Les juges ont jugé, les avocats ont plaidé, les psychiatres ont analysé, les aménagements de peine ont été discutés, les recours déposés, les rapports dûment examinés, le bracelet électronique installé... Et le meurtrier a tué.

Rien n'empêcherait une nouvelle affaire Marie demain, sauf peut-être un léger sentiment titillant la conscience de certains acteurs du drame. En fait, l'affaire Marie est elle-même une répétition du meurtre de Lucie, en 2009, par un récidiviste. Les Suisses, croyant naïvement à l'époque à un cas isolé, étaient rassurés par l'approbation de la toute nouvelle Initiative sur l'internement à vie des délinquants dangereux ; ils oubliaient qu'en coulisse, une bonne partie de l'Office d'exécution des peines travaille quotidiennement à remettre des criminels en contact avec la société. Libérer violeurs, tueurs et assassins avant la fin de leur peine, quelle bonne idée pour prévenir la surpopulation carcérale!

Le jour de l'enlèvement et de l'assassinat sordide de Marie par un "prisonnier", cinq détenus de la prison du Bois-Mermet à Lausanne se faisaient la belle en plein jour.
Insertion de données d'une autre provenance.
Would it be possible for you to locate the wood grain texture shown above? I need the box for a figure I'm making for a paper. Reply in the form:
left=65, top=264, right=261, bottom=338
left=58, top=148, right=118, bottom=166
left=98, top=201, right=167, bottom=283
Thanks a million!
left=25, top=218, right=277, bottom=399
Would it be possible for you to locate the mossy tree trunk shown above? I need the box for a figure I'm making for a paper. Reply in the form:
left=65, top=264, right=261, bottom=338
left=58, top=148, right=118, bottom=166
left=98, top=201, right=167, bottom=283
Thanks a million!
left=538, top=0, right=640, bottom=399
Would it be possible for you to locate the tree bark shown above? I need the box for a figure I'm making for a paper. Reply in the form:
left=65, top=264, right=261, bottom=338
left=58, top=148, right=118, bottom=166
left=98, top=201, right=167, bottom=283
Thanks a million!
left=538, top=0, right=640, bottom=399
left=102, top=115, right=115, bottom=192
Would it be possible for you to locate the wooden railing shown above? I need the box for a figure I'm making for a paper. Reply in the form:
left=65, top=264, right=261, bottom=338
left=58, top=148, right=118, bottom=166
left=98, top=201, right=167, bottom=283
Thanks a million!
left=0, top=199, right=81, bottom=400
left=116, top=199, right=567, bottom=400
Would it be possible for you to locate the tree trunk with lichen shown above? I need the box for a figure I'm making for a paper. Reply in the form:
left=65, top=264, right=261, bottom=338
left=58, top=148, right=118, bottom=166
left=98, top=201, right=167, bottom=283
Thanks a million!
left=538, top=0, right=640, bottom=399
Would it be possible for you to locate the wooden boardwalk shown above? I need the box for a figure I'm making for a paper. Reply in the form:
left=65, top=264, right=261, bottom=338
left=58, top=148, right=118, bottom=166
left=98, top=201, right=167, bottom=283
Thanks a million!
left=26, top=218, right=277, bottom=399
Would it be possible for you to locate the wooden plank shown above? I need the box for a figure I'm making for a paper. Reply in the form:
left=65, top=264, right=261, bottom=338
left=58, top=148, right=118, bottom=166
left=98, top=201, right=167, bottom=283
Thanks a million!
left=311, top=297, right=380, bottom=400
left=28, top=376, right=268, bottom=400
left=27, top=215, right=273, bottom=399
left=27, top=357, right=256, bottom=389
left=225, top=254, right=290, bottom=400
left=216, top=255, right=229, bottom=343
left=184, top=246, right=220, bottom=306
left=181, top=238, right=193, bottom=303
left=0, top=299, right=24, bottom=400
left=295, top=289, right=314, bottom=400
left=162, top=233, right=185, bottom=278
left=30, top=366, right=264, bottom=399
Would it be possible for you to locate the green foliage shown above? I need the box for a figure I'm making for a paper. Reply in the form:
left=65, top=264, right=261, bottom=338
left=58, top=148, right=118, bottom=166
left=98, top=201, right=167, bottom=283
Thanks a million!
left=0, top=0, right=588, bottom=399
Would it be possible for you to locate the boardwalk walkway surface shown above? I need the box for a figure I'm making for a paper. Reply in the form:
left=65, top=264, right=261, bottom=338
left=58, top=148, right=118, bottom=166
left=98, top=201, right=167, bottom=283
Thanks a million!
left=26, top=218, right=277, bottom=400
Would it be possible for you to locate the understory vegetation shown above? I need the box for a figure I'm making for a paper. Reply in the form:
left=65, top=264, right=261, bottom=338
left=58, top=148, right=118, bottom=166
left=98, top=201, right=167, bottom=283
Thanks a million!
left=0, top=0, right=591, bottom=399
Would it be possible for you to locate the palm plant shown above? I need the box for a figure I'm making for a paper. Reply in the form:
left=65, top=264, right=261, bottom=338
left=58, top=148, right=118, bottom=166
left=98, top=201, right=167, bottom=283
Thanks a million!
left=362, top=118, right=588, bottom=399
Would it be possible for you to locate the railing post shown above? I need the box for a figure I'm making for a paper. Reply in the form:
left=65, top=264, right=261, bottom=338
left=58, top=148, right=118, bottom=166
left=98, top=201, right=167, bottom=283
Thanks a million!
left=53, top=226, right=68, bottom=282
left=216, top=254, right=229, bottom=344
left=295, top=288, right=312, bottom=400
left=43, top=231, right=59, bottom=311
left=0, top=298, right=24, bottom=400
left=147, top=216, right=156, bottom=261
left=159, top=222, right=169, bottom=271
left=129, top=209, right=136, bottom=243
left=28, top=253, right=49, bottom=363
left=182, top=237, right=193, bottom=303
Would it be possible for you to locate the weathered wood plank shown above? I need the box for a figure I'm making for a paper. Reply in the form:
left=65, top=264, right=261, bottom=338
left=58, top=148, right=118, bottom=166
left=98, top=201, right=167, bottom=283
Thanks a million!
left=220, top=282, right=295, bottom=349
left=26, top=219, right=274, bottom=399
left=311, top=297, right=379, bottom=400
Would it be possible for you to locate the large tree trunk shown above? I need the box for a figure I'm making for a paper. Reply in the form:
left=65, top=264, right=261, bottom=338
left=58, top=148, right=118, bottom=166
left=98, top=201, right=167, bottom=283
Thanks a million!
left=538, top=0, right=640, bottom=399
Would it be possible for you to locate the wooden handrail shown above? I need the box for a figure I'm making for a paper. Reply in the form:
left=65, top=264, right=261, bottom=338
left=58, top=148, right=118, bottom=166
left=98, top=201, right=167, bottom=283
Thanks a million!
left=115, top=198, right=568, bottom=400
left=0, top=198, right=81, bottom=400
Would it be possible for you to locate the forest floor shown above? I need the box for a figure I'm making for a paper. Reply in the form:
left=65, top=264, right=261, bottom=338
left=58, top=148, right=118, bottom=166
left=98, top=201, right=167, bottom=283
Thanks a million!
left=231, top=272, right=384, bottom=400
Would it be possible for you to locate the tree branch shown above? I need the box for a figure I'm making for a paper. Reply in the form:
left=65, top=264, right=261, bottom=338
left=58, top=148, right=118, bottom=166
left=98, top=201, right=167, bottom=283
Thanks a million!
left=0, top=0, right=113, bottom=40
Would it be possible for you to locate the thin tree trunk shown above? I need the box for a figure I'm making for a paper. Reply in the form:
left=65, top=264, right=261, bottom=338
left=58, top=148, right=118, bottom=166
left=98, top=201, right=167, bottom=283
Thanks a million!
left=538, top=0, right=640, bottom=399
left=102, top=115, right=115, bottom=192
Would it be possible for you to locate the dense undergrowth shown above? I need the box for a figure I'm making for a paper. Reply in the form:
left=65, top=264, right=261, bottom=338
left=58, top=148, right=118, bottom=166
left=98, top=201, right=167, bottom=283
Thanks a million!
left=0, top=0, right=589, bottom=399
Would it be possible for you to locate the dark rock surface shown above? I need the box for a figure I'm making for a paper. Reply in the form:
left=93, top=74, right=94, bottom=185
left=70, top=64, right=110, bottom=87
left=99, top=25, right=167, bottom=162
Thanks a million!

Les évadés eurent l'idée redoutable d'utiliser une échelle pour franchir le mur d'enceinte, il fallait y penser... Triste collision de l'actualité finissant de brosser le tableau de l'univers carcéral suisse.

Sachant que toute la situation actuelle est l'exacte traduction de l'idéologie des élus de gauche et de centre-gauche actuellement au pouvoir, il est assez révoltant de contempler certains membres de l'exécutif écraser cyniquement une larme d'empathie face caméra alors qu'eux et leurs partis ont toujours débordé de tendresse et de compréhension à l'égard des criminels de droit commun, éternelles victimes de l'aliénation provoquée par la société bourgeoise capitaliste (je vous la fais courte).

Aucune amélioration à attendre de la part de ces gens, évidemment. Le mieux que l'on puisse espérer est que l'indignation légitime suscitée par la mort de Marie ne s'éteigne pas, et que la population suisse s'intéresse d'un peu plus près à la façon dont les responsables politiques gèrent la justice.

Claude Dubois n'est certainement pas seul dans son cas.